Nous voilà partis, je ne fais pas très attention. On passe par un petit village mais on se retrouve tout de suite sur la « route circulaire » qui boucle tous les camps. On a l’autre camion en ligne de mire. Et puis là, c’est le drame.
Le camion devant nous fait 1/2 tour. Je ne comprends pas pourquoi mon pote se fait discret en passant à notre hauteur. Là intervient le biais de cohérence pour la 1ère fois. Il me faut une explication. Je la trouve : il a dû oublier quelque chose. Ça colle à tous mes critères, je ne réfléchis pas plus loin.
Pour le coup, je suis obligé de sortir ma carte et de me repérer et c’est là qu’intervient (musique qui fait peur) la dissonance cognitive. J’ai un peu de mal à faire coller ce que je vois du terrain avec la carte. Qu’importe, il faut que ce soit cohérent : je plie donc ce que je vois à ce que je crois. Je finis par trouver des choses qui ressemblent à ce qu’il y a sur la carte, ou plus exactement je ne sélectionne que celles qui vont dans mon sens (biais de confirmation) et…j’arrive au polygone de tir.
Bon il n’est pas tout à fait au bon endroit mais ça peut coller en estimant que la carte est fausse. Solution que j’adopte immédiatement, il m’apparaît de toute façon impossible qu’il en soit autrement.
Je débarque le matériel et j’attends, j’attends. La 1ère section ne vient pas. Vite une mise en cohérence. Seule possibilité : « Ils sont en retard ».
Je reçois finalement un appel du chef de la 1ère section, mon chef :
- Tu es où ?
- Tu es où ?
- Ben au polygone.
- Non, on y est au polygone.
A ce stade, je suis tel l’adepte de la secte Keech qui s’aperçoit que contrairement à ses croyances, le monde n’a pas été englouti à minuit et qu’aucune soucoupe volante n’est venue le sauver (cf. Léon Festinger).
Il me faut vite une nouvelle explication. J’esquisse dans ma tête un « vous vous êtes plantés » (toujours justifier la cohérence de son action par l’incohérence de celle des autres) mais je n’ose la sortir. Je dissone complètement.
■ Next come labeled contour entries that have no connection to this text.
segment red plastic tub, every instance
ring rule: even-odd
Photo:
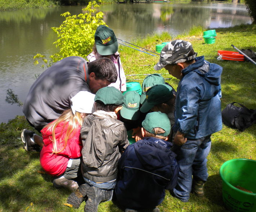
[[[244,60],[244,56],[237,51],[219,50],[218,51],[218,55],[221,56],[222,60],[237,61]]]

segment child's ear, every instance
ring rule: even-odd
[[[118,114],[119,111],[121,109],[122,109],[122,106],[120,106],[120,107],[116,107],[116,108],[115,109],[115,114]]]
[[[81,113],[81,117],[82,119],[84,119],[84,117],[86,116],[87,114],[84,112]]]
[[[143,127],[141,128],[141,135],[142,135],[142,138],[144,138],[145,137],[145,130]]]

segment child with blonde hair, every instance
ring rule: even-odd
[[[81,172],[83,144],[80,129],[83,118],[93,112],[94,96],[87,91],[80,91],[71,99],[71,109],[41,130],[44,144],[40,163],[46,173],[55,177],[53,183],[56,188],[72,191],[78,188],[74,179]]]

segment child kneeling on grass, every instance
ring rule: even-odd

Mon chef me suggère alors une hypothèse :
-Tu ne serais pas au camp de Suippes, par hasard ?
-Le camp de ?
-Le camp de Suippes, celui qui colle au camp de Mourmelon.
-Je suis tenté par un « non » mais je me retiens.
Rétrospectivement, tout s’éclaire autrement.
Il m’en coûte mais je suis obligé de reconnaître cette fois que je me suis planté. Je rentre piteusement à Mourmelon. J’ai foutu en l’air la séance d’entrainement. Arrivé à la popote, le capitaine m’attend avec une boussole géante en carton qu’il me remet officiellement.
Une fois la honte bue, au sens premier. Je fais mon petit retex
Il peut donc y avoir deux camps accolés en France.
Ce que je sais n’est rien par rapport à ce que j’ignore.
Les opinions ça colle, les certitudes ça colle beaucoup. Il y a plusieurs types de colle : l’autorité, la révélation, la preuve sociale (tout le monde le fait) et l’analyse. La dernière est la meilleure mais elle coûte cher en temps et efforts. On ne peut l’utiliser pour tout.